Preparing Data for Machine Learning
Oct 28, 2019 • 14 Minute Read
Introduction
It's a well known saying that the quality of output depends on the quality of input. A machine learning model is no different. The accuracy of your machine learning model prediction depends on the quality of data and the amount of data that is fed to it. Though we cannot control the amount of data, we certainly can control the quality of it. It's not uncommon in typical machine learning projects for teams to spend 50%-60% of their time preparing data.
In this article, you will learn different techniques for using some of the standard Python libraries, such as pandas and numpy, to convert raw data to quality data.
Data Preparation Basics
Data preparation in a machine learning project can be broadly subdivided into two major categories.

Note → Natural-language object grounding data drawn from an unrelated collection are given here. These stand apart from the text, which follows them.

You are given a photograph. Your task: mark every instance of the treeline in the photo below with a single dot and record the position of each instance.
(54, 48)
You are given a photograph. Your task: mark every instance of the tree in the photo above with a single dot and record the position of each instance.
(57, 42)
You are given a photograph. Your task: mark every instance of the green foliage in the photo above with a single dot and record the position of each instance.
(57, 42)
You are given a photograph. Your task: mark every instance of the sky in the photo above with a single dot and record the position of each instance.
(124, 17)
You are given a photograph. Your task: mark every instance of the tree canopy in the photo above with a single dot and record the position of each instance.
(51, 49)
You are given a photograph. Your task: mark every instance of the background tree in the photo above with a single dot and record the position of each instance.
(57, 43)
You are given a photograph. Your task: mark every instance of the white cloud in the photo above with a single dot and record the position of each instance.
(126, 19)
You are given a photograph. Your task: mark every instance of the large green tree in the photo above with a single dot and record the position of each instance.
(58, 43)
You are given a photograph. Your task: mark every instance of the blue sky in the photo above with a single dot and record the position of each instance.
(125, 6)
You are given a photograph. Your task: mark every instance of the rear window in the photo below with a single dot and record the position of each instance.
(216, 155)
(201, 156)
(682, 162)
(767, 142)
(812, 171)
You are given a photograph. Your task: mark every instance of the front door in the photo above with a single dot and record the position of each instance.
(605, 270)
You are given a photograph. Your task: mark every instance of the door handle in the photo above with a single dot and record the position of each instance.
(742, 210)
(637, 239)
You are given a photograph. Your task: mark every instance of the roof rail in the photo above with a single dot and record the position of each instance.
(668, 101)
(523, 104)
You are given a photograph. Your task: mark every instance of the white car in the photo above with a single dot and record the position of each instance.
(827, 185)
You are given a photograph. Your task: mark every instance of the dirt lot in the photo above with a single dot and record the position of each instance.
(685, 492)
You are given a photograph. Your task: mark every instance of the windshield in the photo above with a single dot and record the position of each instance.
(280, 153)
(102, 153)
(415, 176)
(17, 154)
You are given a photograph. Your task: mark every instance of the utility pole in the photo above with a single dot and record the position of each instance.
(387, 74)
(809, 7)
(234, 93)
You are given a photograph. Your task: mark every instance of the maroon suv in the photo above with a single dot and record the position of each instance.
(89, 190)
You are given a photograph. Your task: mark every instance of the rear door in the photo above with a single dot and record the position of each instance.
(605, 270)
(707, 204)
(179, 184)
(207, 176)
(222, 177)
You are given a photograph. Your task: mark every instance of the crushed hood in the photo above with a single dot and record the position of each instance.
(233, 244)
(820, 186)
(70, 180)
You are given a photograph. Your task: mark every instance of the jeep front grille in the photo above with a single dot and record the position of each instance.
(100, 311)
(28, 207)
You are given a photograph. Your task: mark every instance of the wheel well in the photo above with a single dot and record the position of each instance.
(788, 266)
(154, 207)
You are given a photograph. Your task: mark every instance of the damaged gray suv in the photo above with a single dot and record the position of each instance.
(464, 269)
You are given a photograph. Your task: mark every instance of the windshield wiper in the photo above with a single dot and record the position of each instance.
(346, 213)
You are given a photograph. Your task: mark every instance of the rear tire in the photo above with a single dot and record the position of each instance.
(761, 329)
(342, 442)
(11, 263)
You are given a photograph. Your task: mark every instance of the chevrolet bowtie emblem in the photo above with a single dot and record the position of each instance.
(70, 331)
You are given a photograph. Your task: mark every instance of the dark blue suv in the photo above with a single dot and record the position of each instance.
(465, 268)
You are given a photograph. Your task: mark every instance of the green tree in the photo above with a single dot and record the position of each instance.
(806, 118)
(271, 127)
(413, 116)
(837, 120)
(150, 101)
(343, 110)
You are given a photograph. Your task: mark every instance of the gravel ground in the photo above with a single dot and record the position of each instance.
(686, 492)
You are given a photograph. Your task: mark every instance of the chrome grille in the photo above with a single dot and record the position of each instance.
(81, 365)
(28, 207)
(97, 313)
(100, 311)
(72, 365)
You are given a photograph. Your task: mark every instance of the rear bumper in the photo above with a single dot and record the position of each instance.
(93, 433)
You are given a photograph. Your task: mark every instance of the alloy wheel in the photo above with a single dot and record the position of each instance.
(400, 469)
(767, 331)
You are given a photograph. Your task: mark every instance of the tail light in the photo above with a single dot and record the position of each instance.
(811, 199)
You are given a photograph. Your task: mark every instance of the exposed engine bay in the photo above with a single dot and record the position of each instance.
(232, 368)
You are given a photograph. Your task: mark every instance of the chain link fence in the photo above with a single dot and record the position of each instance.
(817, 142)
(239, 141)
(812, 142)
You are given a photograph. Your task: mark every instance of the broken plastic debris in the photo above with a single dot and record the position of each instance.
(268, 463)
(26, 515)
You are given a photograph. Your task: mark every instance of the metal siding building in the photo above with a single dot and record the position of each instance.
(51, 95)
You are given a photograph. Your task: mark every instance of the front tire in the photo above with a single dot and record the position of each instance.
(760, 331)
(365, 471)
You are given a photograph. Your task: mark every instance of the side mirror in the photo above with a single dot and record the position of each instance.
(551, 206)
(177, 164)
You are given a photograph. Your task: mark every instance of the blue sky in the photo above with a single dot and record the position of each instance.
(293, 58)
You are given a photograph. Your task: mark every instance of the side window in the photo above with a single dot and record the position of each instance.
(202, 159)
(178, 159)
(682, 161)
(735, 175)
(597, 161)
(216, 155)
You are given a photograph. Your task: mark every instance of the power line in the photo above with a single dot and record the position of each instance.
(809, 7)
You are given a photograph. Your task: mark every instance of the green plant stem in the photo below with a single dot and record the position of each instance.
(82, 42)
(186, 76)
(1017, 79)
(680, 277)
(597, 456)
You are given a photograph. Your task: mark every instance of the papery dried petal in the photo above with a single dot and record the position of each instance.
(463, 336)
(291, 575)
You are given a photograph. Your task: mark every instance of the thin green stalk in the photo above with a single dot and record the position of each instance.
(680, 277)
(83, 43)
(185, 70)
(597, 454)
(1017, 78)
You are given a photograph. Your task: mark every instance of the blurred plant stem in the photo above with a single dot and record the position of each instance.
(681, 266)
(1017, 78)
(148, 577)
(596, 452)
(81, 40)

1. Data wrangling. Also known as data munging, this is the process of normalizing data, identifying missing data and performing cleanup either to remove the missing data or transform existing data using basic statistical operations like mean or median to impute missing values.
2. Feature engineering. In machine learning terminology, a column of data is often called a "feature." In most cases, we may need to combine two or more features to create a single feature or to derive a new feature-based on the existing feature set. For example, if the data has "employee hire date" as one of the features, we can derive the employee's age with the company by subtracting the current date and his hire date.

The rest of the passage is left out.